Metabolic syndrome attenuates ulcerative colitis: Correlation with interleukin-10 and galectin-3 expression

• Published in: World journal of gastroenterology : WJG Vol. 25; no. 43; pp. 6465 - 6482
• Main Authors: Jovanovic, Marina, Markovic, Bojana Simovic, Gajovic, Nevena, Jurisevic, Milena, Djukic, Aleksandar, Jovanovic, Ivan, Arsenijevic, Nebojsa, Lukic, Aleksandra, Zdravkovic, Natasa
• Format: Journal Article
• Language: English
• Published: United States Baishideng Publishing Group Inc 21.11.2019
• Subjects: Adult; Aged; Aged, 80 and over; Case-Control Studies; Colitis, Ulcerative - blood; Colitis, Ulcerative - complications; Colitis, Ulcerative - immunology; Colitis, Ulcerative - pathology; Colon - immunology; Colon - pathology; Cytokines - blood; Feces - chemistry; Female; Galectin 3 - blood; Humans; Lymphocytes - metabolism; Male; Metabolic Syndrome - blood; Metabolic Syndrome - complications; Metabolic Syndrome - immunology; Middle Aged; Observational Study; Young Adult; Systemic immune response; Inflammation; Galectin-3; Interleukin-10; Metabolic syndrome; Ulcerative colitis
• ISSN: 1007-9327; 2219-2840; 2219-2840
• DOI: 10.3748/wjg.v25.i43.6465

Ulcerative colitis (UC) is a chronic disease characterized by inflammation of intestinal epithelium, primarily of the colon. An increasing prevalence of metabolic syndrome (MetS) in patients with UC has been documented recently. Still, there is no evidence that MetS alters the course of the UC. To test the influence of the MetS on the severity of UC and the local and systemic immune status.

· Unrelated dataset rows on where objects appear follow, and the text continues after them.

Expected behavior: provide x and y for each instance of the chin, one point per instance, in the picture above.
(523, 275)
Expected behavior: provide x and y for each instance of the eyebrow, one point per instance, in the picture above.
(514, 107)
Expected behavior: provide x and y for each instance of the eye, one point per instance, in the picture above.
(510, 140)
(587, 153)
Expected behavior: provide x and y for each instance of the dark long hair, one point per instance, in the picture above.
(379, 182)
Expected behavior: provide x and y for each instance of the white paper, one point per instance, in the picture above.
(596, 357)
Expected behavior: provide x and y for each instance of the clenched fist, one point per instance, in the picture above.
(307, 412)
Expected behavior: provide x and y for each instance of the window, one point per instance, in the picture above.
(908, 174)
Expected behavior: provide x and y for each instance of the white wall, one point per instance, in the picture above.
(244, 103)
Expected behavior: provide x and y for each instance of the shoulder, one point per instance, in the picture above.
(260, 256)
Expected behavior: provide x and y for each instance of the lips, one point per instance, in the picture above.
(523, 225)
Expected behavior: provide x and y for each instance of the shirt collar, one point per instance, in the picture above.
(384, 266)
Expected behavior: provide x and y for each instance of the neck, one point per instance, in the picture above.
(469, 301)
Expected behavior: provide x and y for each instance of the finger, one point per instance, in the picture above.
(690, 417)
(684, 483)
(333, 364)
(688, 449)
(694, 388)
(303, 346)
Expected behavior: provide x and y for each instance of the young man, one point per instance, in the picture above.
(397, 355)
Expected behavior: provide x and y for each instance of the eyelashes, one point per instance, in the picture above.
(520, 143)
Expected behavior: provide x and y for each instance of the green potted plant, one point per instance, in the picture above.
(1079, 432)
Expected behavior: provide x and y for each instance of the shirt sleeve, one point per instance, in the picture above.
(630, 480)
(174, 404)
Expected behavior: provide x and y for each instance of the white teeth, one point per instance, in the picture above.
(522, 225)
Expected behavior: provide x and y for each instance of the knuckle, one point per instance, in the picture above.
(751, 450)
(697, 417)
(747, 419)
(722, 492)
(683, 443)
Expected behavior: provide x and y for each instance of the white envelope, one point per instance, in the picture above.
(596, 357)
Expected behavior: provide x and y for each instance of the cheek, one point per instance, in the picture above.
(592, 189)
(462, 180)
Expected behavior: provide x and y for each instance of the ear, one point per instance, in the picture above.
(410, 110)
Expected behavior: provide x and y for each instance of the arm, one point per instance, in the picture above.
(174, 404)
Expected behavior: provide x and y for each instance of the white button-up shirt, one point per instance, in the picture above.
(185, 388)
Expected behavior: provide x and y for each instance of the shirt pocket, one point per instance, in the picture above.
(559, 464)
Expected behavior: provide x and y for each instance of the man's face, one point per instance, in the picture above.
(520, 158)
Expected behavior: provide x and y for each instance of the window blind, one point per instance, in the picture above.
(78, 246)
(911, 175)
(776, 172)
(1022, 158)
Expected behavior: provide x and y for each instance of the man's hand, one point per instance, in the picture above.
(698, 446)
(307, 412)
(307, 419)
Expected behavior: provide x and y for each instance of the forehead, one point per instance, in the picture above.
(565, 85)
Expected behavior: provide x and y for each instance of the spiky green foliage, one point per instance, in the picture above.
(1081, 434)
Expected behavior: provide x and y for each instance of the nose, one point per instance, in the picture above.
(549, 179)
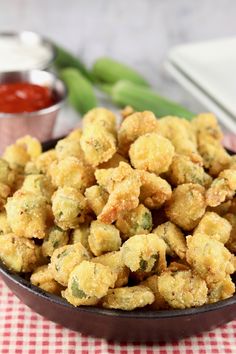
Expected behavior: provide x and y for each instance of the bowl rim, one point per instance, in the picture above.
(43, 39)
(138, 314)
(54, 107)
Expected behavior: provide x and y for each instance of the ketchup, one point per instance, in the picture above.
(23, 97)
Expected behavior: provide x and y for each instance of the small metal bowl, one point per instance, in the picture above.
(40, 123)
(30, 39)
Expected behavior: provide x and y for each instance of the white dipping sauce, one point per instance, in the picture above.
(17, 54)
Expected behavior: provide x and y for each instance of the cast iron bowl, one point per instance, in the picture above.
(139, 325)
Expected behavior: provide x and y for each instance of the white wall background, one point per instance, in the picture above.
(139, 32)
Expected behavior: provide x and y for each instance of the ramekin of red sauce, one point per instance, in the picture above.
(29, 104)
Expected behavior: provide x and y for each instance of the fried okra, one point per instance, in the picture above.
(128, 298)
(45, 160)
(40, 185)
(144, 253)
(55, 238)
(69, 208)
(186, 206)
(214, 226)
(174, 239)
(19, 253)
(5, 191)
(64, 260)
(151, 152)
(72, 172)
(4, 225)
(115, 262)
(182, 135)
(154, 191)
(17, 156)
(215, 157)
(69, 147)
(42, 277)
(182, 170)
(98, 140)
(135, 125)
(123, 186)
(135, 222)
(97, 198)
(89, 281)
(28, 214)
(182, 289)
(209, 258)
(231, 243)
(152, 283)
(222, 188)
(103, 238)
(7, 176)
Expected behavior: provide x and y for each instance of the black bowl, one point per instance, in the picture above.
(139, 325)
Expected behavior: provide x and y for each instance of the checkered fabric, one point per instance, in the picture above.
(25, 332)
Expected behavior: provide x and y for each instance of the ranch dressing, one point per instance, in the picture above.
(17, 54)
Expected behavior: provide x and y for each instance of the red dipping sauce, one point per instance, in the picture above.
(24, 97)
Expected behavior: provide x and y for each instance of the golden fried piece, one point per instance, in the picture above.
(159, 302)
(4, 225)
(182, 135)
(28, 214)
(113, 162)
(221, 290)
(205, 124)
(209, 258)
(97, 197)
(115, 262)
(31, 145)
(128, 298)
(45, 160)
(98, 140)
(174, 239)
(72, 172)
(5, 191)
(69, 208)
(69, 147)
(231, 243)
(7, 176)
(135, 222)
(103, 238)
(214, 226)
(75, 134)
(64, 260)
(222, 208)
(42, 277)
(127, 111)
(144, 253)
(40, 185)
(182, 289)
(16, 156)
(154, 191)
(135, 125)
(187, 205)
(88, 281)
(123, 184)
(55, 238)
(222, 188)
(19, 254)
(215, 157)
(183, 170)
(101, 117)
(151, 152)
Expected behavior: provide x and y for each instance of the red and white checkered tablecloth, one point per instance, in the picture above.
(24, 332)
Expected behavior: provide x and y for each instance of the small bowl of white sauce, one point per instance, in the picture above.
(23, 51)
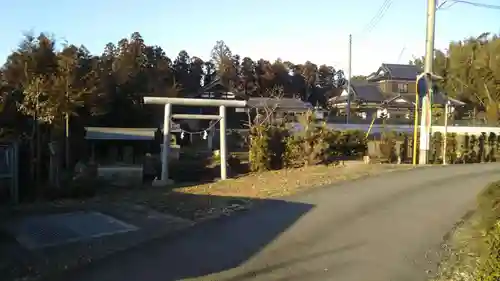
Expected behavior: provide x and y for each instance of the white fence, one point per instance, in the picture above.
(460, 130)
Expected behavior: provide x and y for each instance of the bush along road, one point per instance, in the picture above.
(388, 227)
(473, 251)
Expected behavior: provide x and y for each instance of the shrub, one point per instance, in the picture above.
(311, 145)
(475, 249)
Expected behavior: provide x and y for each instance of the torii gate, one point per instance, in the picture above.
(167, 119)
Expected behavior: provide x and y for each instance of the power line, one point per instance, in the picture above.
(475, 4)
(377, 17)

Eighty nine patients with histologically confirmed UC were divided in two groups, according to ATP III criteria: Group without MetS (no MetS) and group with MetS. Clinically and histologically milder disease with higher serum level of immunosuppressive cytokine interleukin-10 (IL-10) and fecal content of Galectin-3 (Gal-3) was observed in subjects with UC and MetS, compared to subjects suffering from UC only. This was accompanied with predomination of IL-10 over pro-inflammatory cytokines tumor necrosis factor α (TNF-α), interleukin-6 (IL-6), and interleukin-17 (IL-17) in the sera as well as Gal-3 over TNF-α and IL-17 in feces of UC patients with MetS. Further, the patients with both conditions (UC and MetS) had higher percentage of IL-10 producing and Gal-3 expressing innate and acquired immune cells in lamina propria. Local dominance of Gal-3 and IL-10 over pro-inflammatory mediators in patients with MetS may present a mechanism for limiting the inflammatory process and subsequent tissue damage in UC.